You have a lot to learn about religion. You have reduced something so huge, complex, and philosophically deep into something simple, shallow, and meaningless. I'm not turning this into a religious debate, because I am not a religious person, but I do at least know that it's not even remotely close to that simple, and it certainly isn't irrational. None of the ideas that people have are arbitrary, triply so for ideas that have remained constant throughout human history. Irrational perceptions... bah.
A very unfortunate defeatist attitude before we’ve hardly begun. It’s an engineering problem to be overcome.
Defeatist? Are you kidding? You don't even know if these things are at all possible, and yet instead of trying to find out if they are, you have
decided that they are because the idea is attractive to you.
How,exactly, will it be overcome, if you don't mind?
Then ditch your outdated and antiquated idea of machines. This is a merger of technologies and knowledge to produce something new and unique.
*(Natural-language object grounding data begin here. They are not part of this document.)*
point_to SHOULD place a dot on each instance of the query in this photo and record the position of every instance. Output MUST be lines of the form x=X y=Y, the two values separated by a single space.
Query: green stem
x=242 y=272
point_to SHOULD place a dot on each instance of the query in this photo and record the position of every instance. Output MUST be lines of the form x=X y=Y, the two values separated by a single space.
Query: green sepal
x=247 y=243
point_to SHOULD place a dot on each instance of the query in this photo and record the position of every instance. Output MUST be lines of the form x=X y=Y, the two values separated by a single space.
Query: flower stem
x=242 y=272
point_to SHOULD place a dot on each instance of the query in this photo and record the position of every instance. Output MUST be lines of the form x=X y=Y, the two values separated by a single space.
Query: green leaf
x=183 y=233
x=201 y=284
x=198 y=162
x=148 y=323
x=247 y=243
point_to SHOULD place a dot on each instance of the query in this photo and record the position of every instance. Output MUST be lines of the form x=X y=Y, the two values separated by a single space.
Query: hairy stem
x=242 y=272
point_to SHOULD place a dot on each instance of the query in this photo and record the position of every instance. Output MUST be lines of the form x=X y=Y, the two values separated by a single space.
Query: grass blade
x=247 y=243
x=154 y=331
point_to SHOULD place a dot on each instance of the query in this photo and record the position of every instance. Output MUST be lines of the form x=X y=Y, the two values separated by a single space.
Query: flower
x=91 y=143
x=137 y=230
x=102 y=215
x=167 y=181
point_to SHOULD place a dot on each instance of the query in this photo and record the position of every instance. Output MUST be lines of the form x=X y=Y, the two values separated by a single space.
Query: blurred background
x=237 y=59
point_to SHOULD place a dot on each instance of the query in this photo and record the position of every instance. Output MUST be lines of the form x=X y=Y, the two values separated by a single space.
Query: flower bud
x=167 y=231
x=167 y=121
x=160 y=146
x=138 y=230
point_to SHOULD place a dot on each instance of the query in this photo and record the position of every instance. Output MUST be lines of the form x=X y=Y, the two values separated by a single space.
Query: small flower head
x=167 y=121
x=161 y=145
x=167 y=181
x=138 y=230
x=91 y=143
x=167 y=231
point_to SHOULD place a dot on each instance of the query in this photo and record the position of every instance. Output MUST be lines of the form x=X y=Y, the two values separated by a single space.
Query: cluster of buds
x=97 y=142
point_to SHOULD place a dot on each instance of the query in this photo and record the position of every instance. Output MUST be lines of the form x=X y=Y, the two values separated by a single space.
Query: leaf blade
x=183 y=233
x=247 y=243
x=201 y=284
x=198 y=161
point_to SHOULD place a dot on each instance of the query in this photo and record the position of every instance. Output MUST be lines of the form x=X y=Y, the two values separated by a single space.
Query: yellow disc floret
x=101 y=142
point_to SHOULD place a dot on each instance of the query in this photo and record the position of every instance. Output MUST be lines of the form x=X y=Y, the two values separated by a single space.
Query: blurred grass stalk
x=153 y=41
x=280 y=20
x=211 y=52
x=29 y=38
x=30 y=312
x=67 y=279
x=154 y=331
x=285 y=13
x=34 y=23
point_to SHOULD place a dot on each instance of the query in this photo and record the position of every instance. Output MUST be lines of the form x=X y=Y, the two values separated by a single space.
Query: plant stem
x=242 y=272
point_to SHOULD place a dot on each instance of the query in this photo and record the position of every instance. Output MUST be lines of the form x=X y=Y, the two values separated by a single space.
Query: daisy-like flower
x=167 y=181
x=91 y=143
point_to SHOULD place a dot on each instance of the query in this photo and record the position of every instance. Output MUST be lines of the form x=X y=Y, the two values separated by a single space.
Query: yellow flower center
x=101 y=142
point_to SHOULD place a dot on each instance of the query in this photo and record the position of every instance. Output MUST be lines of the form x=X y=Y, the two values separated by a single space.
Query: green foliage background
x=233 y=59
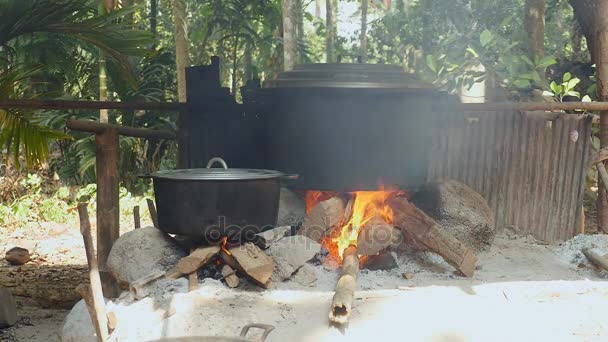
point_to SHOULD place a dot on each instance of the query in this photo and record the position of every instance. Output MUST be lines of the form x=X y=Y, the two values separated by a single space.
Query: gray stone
x=292 y=208
x=291 y=253
x=8 y=309
x=17 y=256
x=141 y=252
x=77 y=326
x=460 y=210
x=273 y=235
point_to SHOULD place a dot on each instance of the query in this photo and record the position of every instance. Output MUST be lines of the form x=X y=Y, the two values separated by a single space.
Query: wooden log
x=193 y=281
x=153 y=213
x=342 y=302
x=427 y=232
x=251 y=261
x=324 y=216
x=376 y=235
x=99 y=305
x=97 y=128
x=596 y=259
x=136 y=217
x=197 y=259
x=229 y=275
x=108 y=214
x=138 y=287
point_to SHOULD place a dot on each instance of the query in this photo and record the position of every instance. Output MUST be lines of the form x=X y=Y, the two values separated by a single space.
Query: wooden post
x=153 y=213
x=601 y=62
x=99 y=318
x=107 y=156
x=136 y=218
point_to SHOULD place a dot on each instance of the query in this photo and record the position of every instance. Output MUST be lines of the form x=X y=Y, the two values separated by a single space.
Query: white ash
x=570 y=252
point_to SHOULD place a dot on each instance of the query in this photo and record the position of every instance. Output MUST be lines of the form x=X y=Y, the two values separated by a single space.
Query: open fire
x=362 y=208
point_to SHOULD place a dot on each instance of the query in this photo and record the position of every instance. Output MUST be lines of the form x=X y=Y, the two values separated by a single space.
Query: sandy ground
x=522 y=291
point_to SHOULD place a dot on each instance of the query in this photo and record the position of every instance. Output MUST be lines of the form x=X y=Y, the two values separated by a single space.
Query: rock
x=8 y=309
x=383 y=261
x=306 y=276
x=325 y=215
x=274 y=235
x=460 y=210
x=292 y=208
x=230 y=277
x=77 y=326
x=17 y=256
x=291 y=253
x=141 y=252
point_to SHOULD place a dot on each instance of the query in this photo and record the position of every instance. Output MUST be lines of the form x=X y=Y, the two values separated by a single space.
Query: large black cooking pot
x=349 y=127
x=213 y=203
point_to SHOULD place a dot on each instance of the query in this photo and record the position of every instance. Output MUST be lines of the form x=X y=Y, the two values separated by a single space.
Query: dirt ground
x=522 y=290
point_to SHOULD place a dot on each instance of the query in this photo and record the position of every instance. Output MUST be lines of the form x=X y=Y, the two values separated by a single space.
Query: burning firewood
x=427 y=232
x=325 y=215
x=375 y=236
x=197 y=259
x=342 y=301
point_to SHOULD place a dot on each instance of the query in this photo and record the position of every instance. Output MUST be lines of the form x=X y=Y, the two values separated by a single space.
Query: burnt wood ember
x=251 y=261
x=342 y=302
x=376 y=235
x=383 y=261
x=427 y=232
x=324 y=216
x=230 y=277
x=197 y=259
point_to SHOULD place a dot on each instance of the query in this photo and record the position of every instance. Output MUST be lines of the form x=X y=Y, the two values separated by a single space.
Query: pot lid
x=217 y=174
x=343 y=75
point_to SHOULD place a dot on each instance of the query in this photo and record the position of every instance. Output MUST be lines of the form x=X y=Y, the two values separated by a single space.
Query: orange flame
x=223 y=245
x=366 y=205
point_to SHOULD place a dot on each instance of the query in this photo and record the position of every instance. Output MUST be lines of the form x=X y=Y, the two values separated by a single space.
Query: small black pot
x=213 y=203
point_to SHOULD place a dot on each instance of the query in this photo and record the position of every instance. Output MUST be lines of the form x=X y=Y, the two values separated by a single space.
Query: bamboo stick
x=342 y=301
x=100 y=320
x=153 y=213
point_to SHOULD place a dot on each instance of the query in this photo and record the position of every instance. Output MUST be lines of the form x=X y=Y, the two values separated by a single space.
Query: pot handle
x=266 y=327
x=217 y=160
x=292 y=176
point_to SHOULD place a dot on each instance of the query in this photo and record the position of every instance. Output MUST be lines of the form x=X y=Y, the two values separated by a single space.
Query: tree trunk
x=103 y=87
x=318 y=9
x=299 y=14
x=330 y=28
x=600 y=45
x=153 y=19
x=289 y=34
x=534 y=21
x=363 y=52
x=181 y=46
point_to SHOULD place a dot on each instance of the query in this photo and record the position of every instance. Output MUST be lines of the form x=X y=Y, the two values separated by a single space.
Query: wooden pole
x=342 y=302
x=64 y=104
x=153 y=213
x=107 y=156
x=96 y=127
x=100 y=320
x=601 y=55
x=136 y=218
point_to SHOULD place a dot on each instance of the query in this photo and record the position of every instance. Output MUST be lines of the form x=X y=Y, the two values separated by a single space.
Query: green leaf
x=485 y=37
x=546 y=62
x=430 y=62
x=472 y=52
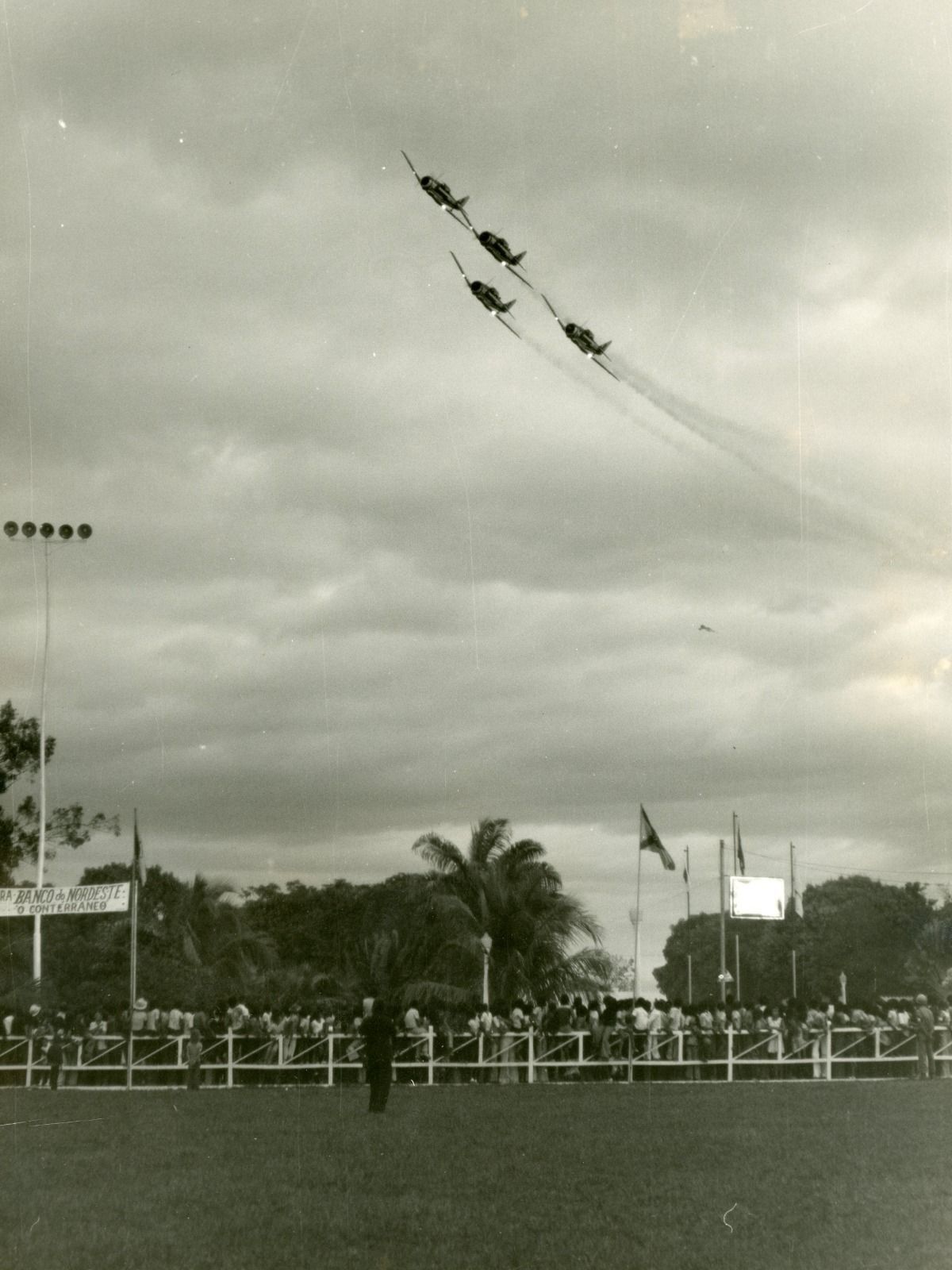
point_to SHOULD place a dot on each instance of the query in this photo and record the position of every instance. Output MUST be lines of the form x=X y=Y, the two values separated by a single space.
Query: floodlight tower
x=27 y=533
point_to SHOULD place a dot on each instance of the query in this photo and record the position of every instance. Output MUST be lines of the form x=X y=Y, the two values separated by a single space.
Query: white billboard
x=761 y=899
x=29 y=902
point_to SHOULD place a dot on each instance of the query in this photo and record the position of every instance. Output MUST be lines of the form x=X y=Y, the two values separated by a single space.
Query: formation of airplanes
x=501 y=252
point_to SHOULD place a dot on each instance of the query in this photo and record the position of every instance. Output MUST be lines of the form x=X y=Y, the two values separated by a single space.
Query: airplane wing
x=508 y=327
x=606 y=370
x=551 y=309
x=457 y=213
x=410 y=165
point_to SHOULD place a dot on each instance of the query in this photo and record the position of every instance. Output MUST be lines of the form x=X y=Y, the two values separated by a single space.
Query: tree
x=512 y=893
x=876 y=933
x=19 y=829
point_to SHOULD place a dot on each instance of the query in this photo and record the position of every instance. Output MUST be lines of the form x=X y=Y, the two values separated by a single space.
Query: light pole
x=634 y=918
x=25 y=533
x=486 y=941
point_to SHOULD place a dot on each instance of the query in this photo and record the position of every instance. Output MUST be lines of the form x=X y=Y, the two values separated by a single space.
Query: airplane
x=583 y=340
x=489 y=298
x=501 y=251
x=440 y=194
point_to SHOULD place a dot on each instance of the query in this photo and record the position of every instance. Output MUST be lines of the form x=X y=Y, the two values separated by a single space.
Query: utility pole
x=29 y=531
x=723 y=976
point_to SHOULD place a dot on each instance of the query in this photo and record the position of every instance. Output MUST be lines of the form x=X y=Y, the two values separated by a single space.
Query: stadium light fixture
x=27 y=531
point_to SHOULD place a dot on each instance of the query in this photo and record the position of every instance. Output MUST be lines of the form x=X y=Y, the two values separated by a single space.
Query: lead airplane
x=583 y=340
x=440 y=194
x=489 y=298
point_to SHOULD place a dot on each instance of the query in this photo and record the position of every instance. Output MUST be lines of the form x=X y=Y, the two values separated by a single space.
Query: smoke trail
x=736 y=442
x=729 y=437
x=605 y=395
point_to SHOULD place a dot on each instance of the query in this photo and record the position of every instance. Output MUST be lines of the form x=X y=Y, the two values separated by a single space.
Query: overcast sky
x=363 y=565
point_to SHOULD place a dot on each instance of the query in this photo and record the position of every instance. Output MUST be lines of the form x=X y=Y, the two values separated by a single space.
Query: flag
x=651 y=842
x=797 y=897
x=139 y=868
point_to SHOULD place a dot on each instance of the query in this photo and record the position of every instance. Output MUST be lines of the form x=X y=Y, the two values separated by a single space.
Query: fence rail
x=431 y=1058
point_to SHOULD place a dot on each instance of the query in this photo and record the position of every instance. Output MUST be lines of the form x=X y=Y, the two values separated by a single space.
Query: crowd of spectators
x=571 y=1038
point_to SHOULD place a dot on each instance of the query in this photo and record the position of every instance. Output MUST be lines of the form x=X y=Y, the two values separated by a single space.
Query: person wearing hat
x=924 y=1024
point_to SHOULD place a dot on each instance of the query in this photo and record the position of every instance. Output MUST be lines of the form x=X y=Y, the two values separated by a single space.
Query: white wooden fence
x=431 y=1058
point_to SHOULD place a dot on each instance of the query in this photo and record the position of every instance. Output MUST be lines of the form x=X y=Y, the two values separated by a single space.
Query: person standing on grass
x=194 y=1057
x=380 y=1034
x=924 y=1024
x=55 y=1060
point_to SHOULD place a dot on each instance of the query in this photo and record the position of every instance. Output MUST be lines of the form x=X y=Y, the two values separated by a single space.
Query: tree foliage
x=512 y=893
x=877 y=935
x=19 y=827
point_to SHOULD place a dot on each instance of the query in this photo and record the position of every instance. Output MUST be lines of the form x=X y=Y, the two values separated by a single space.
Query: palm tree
x=202 y=925
x=512 y=893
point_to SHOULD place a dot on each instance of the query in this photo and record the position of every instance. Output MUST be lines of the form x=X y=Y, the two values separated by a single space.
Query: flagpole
x=687 y=879
x=133 y=939
x=723 y=939
x=736 y=937
x=736 y=967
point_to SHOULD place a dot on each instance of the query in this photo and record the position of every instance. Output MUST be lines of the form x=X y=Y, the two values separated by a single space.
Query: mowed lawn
x=776 y=1175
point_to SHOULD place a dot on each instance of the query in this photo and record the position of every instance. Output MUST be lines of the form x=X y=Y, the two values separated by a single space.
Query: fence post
x=829 y=1052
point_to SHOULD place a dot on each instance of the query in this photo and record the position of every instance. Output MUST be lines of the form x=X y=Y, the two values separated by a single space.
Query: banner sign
x=48 y=901
x=758 y=899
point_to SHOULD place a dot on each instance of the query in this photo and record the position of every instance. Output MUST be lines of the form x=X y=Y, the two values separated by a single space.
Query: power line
x=871 y=873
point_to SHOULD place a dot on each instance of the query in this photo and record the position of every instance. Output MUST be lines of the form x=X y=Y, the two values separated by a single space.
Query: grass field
x=644 y=1178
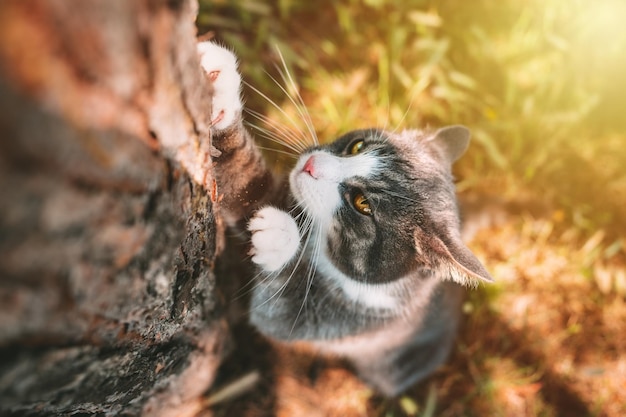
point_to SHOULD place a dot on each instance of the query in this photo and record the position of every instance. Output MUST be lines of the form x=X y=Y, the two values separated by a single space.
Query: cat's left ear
x=462 y=265
x=450 y=142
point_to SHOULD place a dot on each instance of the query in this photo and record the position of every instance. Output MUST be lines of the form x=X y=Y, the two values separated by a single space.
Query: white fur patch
x=368 y=295
x=320 y=195
x=221 y=64
x=275 y=238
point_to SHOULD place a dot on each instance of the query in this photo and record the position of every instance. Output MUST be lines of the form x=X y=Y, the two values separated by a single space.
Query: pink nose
x=309 y=167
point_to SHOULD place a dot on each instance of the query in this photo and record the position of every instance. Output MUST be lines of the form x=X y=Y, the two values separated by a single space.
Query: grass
x=541 y=86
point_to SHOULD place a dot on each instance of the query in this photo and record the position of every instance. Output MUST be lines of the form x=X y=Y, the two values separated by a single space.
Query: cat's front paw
x=220 y=66
x=275 y=238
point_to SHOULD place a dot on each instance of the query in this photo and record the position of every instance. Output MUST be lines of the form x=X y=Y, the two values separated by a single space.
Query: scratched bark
x=108 y=230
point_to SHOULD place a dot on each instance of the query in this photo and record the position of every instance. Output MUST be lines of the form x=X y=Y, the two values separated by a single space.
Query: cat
x=358 y=251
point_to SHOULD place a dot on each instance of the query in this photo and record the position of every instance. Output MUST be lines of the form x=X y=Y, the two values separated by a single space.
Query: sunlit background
x=542 y=86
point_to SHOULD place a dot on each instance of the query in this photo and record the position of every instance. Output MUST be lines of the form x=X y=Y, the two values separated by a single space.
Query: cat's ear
x=460 y=263
x=451 y=142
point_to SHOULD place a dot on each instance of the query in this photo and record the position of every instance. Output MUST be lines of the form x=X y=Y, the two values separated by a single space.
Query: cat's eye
x=361 y=204
x=356 y=147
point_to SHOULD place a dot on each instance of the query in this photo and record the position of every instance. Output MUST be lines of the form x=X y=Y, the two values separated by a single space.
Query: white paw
x=275 y=238
x=220 y=65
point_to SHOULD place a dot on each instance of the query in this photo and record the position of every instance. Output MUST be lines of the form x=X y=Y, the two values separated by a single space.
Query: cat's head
x=385 y=204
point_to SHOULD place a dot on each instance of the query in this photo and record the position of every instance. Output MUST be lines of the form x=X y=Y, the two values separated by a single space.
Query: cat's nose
x=309 y=167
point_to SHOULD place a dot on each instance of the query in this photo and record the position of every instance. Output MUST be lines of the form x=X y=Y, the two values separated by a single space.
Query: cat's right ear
x=449 y=252
x=450 y=142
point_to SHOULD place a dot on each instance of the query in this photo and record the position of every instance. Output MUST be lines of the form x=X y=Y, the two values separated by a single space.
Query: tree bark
x=108 y=225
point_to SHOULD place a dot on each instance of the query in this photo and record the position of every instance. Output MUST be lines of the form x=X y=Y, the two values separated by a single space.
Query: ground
x=543 y=188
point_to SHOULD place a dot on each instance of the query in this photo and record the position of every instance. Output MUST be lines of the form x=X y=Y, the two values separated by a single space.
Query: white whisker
x=289 y=139
x=302 y=109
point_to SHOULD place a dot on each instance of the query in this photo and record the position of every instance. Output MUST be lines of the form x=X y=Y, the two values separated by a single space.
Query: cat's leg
x=244 y=181
x=275 y=238
x=397 y=369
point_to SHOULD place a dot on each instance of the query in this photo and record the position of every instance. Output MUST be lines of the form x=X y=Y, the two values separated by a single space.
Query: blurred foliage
x=542 y=85
x=539 y=82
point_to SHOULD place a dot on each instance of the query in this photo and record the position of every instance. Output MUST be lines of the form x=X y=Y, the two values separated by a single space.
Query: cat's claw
x=220 y=66
x=275 y=238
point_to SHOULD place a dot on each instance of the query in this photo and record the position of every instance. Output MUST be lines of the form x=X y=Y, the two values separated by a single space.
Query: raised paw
x=220 y=66
x=275 y=238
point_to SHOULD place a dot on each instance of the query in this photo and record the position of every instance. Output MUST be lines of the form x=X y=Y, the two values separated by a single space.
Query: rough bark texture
x=108 y=230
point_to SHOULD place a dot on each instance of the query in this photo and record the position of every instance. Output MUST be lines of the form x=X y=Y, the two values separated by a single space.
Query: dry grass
x=542 y=87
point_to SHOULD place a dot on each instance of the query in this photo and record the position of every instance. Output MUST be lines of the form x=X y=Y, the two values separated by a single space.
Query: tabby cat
x=358 y=250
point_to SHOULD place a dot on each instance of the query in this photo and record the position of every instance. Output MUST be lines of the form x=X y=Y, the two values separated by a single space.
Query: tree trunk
x=108 y=228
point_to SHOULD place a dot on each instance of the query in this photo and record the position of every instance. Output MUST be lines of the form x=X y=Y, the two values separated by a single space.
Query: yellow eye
x=356 y=147
x=362 y=205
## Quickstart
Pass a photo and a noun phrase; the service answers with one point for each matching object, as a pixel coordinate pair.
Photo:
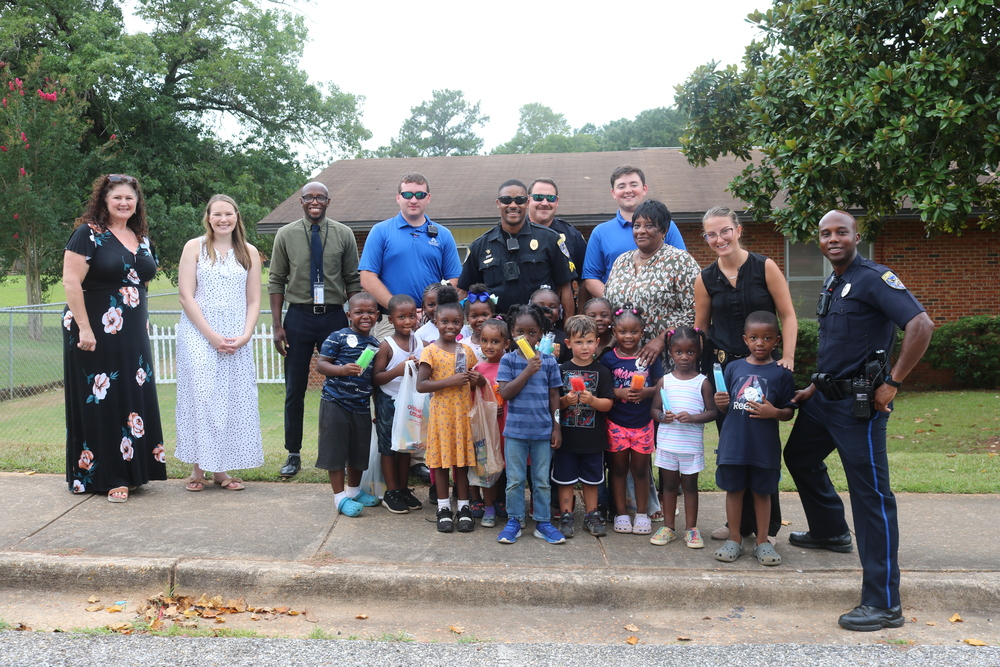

Outdated and antiquated idea of machines? What I described above
is a machine. You're not talking about creating smart machines, you are talking about creating artificial life. Big difference. A machine is a tool to overcome the limitations of the human body, pure and simple. Nothing more, nothing less. It does not require that we become those same machines, because people have always disconnected themselves from their tools and I doubt that everyone on the Earth will want to "become one" with their tools.
To be honest, as a philosophy that reaches toward a goal, I have no problem with transhumanism. I'm not going to try and prove your belief in an ideal wrong, because people don't believe in ideals because they believe in their truth as opposed to their falsehood. No, that's not the reason for my animosity towards transhumanism. It stems from the hubris of transhumanists in their belief that they can acurately predict the future based upon their technocratic ideals when they do not factor in numerous other historical factors, whereas technology is on the bottom of the list of importance when it comes to historical change. Of course it
is important, I'm not disputing that. What I
am saying is that many other factors have to line up in order to allow technology to change society in the way that you expect it to, and you are completely denying it. That's really what bugs me, because my primary interest is history and people's views on history, and the "Singularity" simply will not occur, and you would realize that if you actually took into account other factors that far supercede technological development. But no, your techno-centric mindset has convinced you that "technological advancement will overcome all obstacles to the Singularity, and everyone everywhere will see the wonderful gifts of technological progress which the modern age has afforded us and embrace the merger of man and machine wholeheartedly, ultimately freeing mankind from the bonds of his old, weak, small, limited self." All I ask is that you get off of your idealistic pedestal and take an honest, pragmatic look at this whole concept, and then fine-tune it to the real world, because right now it simple doesn't fit.